About 600 striking workers at four PepsiCo Inc. bottling plants in Southern California are scheduled to return to work today after voting to end their six-week walkout.
The workers, members of the Teamsters Union, voted late Sunday by a narrow margin to approve a five-year contract offer that they had overwhelmingly rejected on Friday.
Union officials said they recommended that the striking drivers, warehouse loaders and bottlers approve the contract Sunday after PepsiCo threatened to replace workers.
"They played dirty and that was the only way they could win," said Jim Santangelo, chief negotiator for the Teamsters in Southern California. Despite the threatened job losses, workers at plants in Buena Park, Torrance, Baldwin Park and San Fernando approved the contract by a vote of only 159 to 141, Santangelo said.

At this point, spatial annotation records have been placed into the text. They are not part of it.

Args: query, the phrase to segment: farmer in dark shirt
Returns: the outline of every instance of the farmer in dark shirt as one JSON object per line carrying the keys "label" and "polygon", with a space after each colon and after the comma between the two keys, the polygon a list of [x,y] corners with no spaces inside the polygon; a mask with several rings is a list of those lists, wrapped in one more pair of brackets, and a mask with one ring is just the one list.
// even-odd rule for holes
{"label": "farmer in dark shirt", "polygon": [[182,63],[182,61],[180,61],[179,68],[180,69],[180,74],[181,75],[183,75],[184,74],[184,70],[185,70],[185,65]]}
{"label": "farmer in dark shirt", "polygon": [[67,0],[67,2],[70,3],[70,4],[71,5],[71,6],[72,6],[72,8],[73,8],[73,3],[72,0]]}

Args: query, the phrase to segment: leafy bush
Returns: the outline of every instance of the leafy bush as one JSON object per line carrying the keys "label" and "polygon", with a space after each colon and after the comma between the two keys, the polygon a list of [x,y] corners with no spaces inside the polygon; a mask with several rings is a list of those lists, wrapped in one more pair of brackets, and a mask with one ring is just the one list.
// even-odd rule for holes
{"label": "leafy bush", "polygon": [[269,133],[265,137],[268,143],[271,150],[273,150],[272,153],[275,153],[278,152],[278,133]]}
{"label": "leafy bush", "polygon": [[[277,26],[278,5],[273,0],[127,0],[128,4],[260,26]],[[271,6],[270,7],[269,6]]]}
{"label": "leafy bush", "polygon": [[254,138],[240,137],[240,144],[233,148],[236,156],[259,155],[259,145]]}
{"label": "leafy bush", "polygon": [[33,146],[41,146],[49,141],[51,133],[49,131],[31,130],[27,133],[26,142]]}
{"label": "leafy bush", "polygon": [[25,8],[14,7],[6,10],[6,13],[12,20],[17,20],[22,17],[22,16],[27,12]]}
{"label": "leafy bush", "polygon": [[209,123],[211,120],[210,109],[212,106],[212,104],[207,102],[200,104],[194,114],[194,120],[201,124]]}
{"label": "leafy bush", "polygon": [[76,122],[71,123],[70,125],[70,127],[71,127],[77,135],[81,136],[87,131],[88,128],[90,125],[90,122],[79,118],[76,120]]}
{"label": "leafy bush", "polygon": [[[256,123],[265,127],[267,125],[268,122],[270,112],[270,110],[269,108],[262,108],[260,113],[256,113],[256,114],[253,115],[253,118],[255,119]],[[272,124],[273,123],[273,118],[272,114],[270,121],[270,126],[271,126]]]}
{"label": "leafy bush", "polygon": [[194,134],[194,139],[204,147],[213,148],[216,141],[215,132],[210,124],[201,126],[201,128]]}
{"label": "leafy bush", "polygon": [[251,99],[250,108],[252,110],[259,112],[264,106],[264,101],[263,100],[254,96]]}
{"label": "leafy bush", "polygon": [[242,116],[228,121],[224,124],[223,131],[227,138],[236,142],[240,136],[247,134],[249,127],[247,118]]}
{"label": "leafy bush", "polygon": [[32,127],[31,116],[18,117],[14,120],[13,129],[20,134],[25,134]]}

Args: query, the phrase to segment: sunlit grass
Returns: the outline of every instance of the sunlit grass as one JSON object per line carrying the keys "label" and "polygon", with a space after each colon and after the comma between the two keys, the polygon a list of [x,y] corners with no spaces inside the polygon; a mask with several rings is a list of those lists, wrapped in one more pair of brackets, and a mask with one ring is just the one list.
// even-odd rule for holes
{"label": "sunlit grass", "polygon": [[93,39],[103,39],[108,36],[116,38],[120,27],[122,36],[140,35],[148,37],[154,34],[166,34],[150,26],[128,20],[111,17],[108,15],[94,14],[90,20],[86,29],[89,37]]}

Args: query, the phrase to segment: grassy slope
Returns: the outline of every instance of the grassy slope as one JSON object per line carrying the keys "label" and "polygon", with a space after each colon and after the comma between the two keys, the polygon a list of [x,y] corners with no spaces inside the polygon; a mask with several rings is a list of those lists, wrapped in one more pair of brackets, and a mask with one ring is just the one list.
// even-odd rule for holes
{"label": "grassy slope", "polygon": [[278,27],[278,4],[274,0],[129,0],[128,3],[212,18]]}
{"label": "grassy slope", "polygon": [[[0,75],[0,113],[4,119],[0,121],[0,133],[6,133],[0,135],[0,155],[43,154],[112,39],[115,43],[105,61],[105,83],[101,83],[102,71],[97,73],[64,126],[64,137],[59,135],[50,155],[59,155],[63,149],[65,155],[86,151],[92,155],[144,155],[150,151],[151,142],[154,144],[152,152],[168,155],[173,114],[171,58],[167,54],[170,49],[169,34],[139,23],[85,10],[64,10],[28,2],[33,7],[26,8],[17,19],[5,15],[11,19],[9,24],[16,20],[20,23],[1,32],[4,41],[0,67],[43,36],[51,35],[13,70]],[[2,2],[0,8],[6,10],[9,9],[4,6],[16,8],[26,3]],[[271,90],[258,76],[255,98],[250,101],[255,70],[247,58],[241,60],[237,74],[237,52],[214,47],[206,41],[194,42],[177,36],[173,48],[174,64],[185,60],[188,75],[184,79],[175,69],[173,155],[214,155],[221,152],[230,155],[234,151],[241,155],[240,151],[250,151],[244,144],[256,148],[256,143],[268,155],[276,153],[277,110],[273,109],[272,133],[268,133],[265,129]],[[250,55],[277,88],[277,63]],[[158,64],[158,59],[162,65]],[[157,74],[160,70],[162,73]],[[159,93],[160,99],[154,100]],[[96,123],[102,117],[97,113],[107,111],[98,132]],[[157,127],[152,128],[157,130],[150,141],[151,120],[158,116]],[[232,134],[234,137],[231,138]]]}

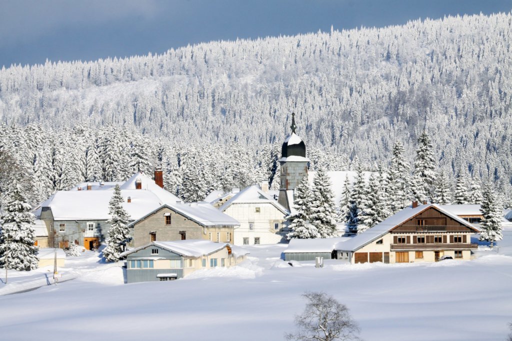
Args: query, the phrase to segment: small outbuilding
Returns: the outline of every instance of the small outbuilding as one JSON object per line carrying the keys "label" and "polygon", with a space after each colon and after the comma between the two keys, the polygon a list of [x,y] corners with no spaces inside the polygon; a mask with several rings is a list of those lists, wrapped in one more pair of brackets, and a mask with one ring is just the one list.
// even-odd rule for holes
{"label": "small outbuilding", "polygon": [[316,257],[324,259],[337,258],[334,251],[336,245],[340,242],[350,239],[348,237],[312,239],[292,239],[288,248],[283,252],[287,262],[295,261],[314,261]]}
{"label": "small outbuilding", "polygon": [[123,253],[126,283],[172,281],[197,270],[229,267],[245,259],[246,253],[229,244],[190,239],[154,241]]}

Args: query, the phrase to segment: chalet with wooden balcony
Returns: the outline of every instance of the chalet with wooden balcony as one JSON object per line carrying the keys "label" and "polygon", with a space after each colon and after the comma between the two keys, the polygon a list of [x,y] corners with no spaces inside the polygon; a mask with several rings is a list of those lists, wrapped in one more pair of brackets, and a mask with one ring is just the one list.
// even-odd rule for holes
{"label": "chalet with wooden balcony", "polygon": [[467,260],[478,247],[471,236],[479,232],[438,205],[424,204],[404,209],[335,249],[338,259],[352,263],[435,262],[443,256]]}

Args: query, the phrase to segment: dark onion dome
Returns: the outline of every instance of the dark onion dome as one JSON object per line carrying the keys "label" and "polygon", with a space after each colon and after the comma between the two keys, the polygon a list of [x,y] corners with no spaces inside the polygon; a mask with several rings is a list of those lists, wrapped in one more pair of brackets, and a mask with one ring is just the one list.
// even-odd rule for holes
{"label": "dark onion dome", "polygon": [[286,138],[281,147],[281,157],[290,156],[306,157],[306,145],[294,132]]}
{"label": "dark onion dome", "polygon": [[[291,134],[286,138],[283,146],[281,147],[281,157],[282,160],[284,158],[288,158],[290,156],[301,156],[305,159],[306,157],[306,145],[302,139],[295,133],[295,130],[297,128],[297,126],[295,124],[295,113],[291,114]],[[286,160],[286,159],[284,159]],[[291,161],[291,160],[290,160]],[[300,161],[296,160],[295,161]],[[303,161],[303,160],[300,160]],[[304,160],[305,161],[305,160]]]}

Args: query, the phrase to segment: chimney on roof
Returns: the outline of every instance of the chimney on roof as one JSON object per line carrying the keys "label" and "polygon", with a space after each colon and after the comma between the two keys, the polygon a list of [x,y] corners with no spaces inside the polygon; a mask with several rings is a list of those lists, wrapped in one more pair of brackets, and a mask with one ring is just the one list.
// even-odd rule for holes
{"label": "chimney on roof", "polygon": [[155,169],[155,183],[163,188],[163,172],[161,168]]}

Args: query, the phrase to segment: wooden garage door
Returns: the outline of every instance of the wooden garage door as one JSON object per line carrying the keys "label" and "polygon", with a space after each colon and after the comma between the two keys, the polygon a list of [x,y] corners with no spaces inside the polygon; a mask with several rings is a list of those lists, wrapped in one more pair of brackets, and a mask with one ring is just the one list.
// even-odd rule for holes
{"label": "wooden garage door", "polygon": [[408,252],[397,252],[396,262],[397,263],[409,263],[409,253]]}
{"label": "wooden garage door", "polygon": [[368,261],[368,253],[356,252],[354,254],[356,263],[366,263]]}
{"label": "wooden garage door", "polygon": [[381,252],[370,252],[370,262],[375,263],[376,262],[382,261],[382,253]]}

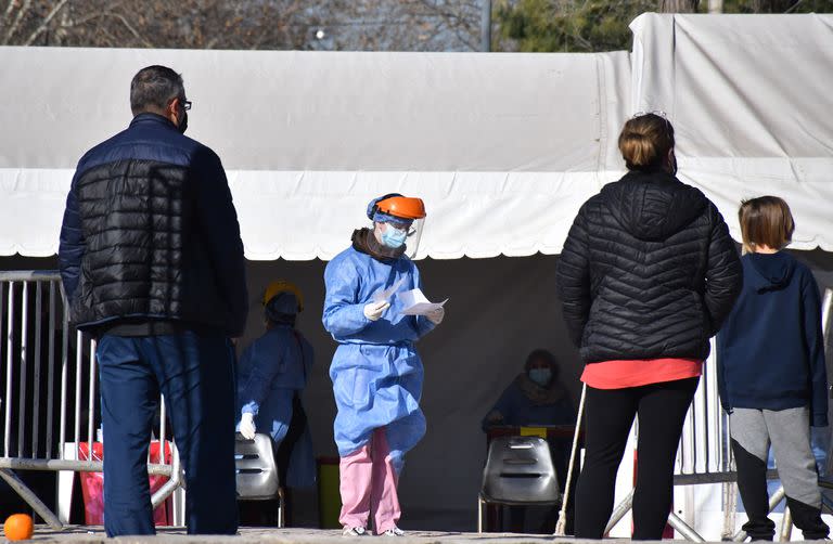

After workers initially rejected the offer on Friday, union officials said they were considering plans to extend the strike to plants in Northern California, Oregon and Washington. PepsiCo then said in a letter to Santangelo that if the walkout were expanded, the company would "immediately permanently replace the striking employees in our Los Angeles/Buena Park facilities" The letter was signed by Thomas G. Muldoon, PepsiCo's vice president of labor relations.
"If a strike goes on for an indefinite period, we have to replace employees," PepsiCo spokesman Jeff Brown said.
The dispute focused on pension and retirement benefits. The union was seeking a contract that would have allowed workers to retire after their age and total years of service with the company reached 84 years. Teamsters leaders say 30 years of physically demanding work in the soft drink industry takes its toll, resulting in high rates of injury and illness.
PepsiCo said the demands were unreasonable because the workers receive generous pay--more than $15 an hour.
The company's last offer Sunday provided a higher wage increase in 1999, the final year of the contract. Under the new contract, workers will receive an hourly increase of of 55 cents this year, 45 cents in 1996, 30 cents in 1997, 35 cents in 1998, and 45 cents in 1999. This year's increase is retroactive to April 3, the day the previous contract expired.